Most importantly, we discovered what financial institutions have known for decades: financial calculation precision isn't about mathematical beauty—it's about customer trust and regulatory compliance.

Lessons for Fintech Builders

Our experience has the following key lessons for anyone constructing financial systems:

1. Round late, not often
Do all in-between math with full precision (use full floating-point or decimal types) and round just at the end to the desired currency precision. Every rounding introduces error that accrues through calculations.

2. Never use static exchange rates for real-time transactions
Market rates can move 2-5% daily during volatility; static rates create arbitrage opportunities, pricing errors, and unpredictable margins. Invest in reliable real-time rate providers—the cost is negligible compared to the risk.

3. Eliminate unnecessary conversions
Each currency conversion introduces rounding error and computational overhead; calculate direct paths whenever possible. Hub-and-spoke models should only be used when absolutely necessary, never as a default architecture.

4. Utilize decimal types, not floats, for money
JavaScript, Python, and PHP should employ specialized decimal libraries (BigDecimal, Decimal, Money types) in order to eschew binary floating-point representation problems. Never use regular float or double types for fiscal calculations.

5. Store precision in excess of display needs
When displaying to 2 decimals, store no less than 4-6 decimals in order to be able to perform accurate recalculations and auditing. Storage is inexpensive; customer trust is invaluable.

6. Design for transparency and auditability
Each rate calculation should be traceable and explainable. You should know how you got to a quoted rate so that regulators and customers can see. Single-formula solutions are simpler to audit than multi-step transformations.

7. Test with real data at scale
Tiny rounding errors are undetectable in unit tests but disastrous on millions of transactions. Load test with production-scale volumes and check aggregate error remains within reasonable limits.

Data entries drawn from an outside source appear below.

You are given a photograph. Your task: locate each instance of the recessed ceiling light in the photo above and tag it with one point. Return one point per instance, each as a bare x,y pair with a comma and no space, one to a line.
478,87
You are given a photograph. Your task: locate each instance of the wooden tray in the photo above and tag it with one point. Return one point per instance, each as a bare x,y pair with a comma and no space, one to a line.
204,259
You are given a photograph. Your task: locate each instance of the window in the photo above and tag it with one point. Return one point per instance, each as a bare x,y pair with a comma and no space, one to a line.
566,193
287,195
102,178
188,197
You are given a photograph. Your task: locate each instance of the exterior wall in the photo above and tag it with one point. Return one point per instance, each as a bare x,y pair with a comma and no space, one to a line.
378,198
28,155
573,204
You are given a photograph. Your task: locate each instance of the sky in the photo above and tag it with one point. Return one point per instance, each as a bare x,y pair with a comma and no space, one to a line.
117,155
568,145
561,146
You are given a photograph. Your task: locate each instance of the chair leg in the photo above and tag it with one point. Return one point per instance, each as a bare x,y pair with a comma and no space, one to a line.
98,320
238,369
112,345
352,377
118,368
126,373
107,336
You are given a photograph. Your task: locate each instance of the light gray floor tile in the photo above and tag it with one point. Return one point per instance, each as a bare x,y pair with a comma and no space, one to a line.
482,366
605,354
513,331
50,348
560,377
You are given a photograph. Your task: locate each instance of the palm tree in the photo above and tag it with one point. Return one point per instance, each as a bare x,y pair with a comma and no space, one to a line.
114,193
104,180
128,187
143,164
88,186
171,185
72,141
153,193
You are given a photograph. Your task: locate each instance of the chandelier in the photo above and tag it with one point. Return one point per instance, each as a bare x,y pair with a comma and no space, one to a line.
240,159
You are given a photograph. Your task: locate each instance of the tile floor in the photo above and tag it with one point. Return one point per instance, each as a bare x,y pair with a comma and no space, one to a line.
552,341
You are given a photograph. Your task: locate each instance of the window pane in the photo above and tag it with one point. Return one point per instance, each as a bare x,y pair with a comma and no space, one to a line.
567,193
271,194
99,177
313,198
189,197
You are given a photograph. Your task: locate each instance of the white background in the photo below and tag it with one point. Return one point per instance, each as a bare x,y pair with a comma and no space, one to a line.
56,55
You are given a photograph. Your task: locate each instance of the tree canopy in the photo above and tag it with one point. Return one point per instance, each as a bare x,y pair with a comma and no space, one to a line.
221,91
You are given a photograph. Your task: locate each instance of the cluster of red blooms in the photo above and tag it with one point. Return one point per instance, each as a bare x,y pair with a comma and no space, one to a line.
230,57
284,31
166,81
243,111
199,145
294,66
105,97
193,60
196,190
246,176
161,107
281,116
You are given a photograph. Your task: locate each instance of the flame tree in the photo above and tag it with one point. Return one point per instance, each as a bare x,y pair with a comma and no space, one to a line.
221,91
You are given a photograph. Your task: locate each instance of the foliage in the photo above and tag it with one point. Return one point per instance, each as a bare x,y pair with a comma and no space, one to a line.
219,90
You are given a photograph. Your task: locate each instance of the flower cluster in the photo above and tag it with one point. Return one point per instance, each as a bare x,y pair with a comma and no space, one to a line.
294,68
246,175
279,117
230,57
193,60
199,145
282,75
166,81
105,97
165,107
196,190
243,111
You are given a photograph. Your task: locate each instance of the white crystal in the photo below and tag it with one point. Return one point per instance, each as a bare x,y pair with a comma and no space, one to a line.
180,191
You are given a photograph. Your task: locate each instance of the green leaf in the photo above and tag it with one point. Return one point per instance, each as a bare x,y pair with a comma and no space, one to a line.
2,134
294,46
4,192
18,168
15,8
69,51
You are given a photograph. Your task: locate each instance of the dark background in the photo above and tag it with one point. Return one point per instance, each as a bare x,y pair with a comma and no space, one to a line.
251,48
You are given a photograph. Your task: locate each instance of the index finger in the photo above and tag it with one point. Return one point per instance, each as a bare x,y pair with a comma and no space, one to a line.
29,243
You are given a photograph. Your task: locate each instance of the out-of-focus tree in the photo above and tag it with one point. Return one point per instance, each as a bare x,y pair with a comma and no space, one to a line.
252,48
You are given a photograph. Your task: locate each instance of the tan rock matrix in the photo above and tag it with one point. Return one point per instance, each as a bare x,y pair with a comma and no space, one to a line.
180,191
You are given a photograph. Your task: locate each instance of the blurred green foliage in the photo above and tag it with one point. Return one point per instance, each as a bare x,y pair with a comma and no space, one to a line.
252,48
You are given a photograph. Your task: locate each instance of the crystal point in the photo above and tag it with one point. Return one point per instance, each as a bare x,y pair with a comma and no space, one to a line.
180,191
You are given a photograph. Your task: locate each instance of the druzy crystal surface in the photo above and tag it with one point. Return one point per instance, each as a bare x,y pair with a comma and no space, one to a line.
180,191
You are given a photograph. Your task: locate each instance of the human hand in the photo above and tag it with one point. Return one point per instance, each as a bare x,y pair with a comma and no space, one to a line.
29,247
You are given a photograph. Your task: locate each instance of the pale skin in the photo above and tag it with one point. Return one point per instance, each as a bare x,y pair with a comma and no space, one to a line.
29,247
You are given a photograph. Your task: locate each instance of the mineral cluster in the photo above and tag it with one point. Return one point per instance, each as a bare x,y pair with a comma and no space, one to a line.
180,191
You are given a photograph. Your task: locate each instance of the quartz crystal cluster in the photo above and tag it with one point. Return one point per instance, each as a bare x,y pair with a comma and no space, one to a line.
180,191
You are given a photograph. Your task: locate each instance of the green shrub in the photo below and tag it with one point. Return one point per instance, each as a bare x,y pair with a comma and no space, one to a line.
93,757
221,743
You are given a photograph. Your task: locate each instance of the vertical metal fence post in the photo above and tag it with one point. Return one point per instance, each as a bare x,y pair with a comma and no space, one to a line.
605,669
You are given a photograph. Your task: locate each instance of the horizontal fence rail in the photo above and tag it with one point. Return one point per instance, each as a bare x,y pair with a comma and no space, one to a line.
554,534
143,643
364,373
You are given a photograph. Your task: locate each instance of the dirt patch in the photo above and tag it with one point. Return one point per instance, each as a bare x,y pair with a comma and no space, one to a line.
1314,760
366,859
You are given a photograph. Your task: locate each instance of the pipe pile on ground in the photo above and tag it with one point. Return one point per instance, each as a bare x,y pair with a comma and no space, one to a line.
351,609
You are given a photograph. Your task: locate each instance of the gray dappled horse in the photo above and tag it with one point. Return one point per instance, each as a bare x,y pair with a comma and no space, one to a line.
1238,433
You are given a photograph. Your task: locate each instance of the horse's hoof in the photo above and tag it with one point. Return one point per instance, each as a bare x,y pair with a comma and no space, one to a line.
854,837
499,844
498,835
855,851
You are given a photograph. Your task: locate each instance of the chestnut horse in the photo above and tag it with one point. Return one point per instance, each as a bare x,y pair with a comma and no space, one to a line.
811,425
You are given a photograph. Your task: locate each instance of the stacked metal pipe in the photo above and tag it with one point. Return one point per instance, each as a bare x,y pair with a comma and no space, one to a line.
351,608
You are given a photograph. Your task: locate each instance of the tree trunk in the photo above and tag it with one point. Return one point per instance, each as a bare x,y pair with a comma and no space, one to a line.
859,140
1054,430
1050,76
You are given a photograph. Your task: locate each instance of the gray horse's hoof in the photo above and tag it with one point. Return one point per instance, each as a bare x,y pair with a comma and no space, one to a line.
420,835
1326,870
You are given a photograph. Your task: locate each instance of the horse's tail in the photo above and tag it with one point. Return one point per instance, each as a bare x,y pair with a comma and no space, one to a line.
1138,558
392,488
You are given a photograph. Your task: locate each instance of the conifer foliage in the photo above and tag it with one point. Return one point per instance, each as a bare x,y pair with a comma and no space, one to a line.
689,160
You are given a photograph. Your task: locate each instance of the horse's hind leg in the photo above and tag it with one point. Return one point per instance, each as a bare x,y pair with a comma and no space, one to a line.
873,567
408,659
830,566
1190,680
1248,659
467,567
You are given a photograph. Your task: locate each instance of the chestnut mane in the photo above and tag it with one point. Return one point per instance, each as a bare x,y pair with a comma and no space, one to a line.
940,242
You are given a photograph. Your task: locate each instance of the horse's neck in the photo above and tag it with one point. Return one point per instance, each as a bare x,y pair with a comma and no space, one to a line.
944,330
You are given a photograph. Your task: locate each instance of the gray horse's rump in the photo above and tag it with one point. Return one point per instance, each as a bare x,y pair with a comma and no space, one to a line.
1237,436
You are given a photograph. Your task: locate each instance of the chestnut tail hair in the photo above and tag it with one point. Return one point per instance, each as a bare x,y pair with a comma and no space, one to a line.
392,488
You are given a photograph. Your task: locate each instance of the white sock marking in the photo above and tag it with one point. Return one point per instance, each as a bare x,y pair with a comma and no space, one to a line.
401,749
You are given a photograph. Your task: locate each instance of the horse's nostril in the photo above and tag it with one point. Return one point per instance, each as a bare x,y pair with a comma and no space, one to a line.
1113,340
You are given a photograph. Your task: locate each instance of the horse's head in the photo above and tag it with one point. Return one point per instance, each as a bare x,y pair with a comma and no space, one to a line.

8. Understand your profit model
Your math should render it arithmetically impossible to lose money on a transaction (other than by fraud). If margins are random, your calculation logic is defective.

The Enduring Lesson

The 2001 Belgian franc to euro conversion crisis proved that ostensibly minor rounding choices can create systemic effects on consumers and markets. Two decades later, with infinitely more complicated financial products and greater volume, the stakes are even greater.

Working on this project taught us a fundamental truth: in fintech, precision isn't a technical detail—it's the foundation of trust. Every decimal place matters because behind every transaction is a person who trusts the platform with their money. That trust, once lost to sloppy mathematics, is nearly impossible to regain.

The afternoon I learned that formula wasn't simply solving an engineering equation. It was learning that financial technology, fundamentally, is about making promises. When a platform provides a rate, it's a promise. When math is accurate, that promise is fulfilled. And when promises are fulfilled, something greater than any profit margin is established: a reputation for dependability in a business where trust is paramount.

The Belgian Consumer Organisation knew it in 2001. Every successful fintech player knows it now. The only question is whether you'll learn it from reading history—or from doing it again.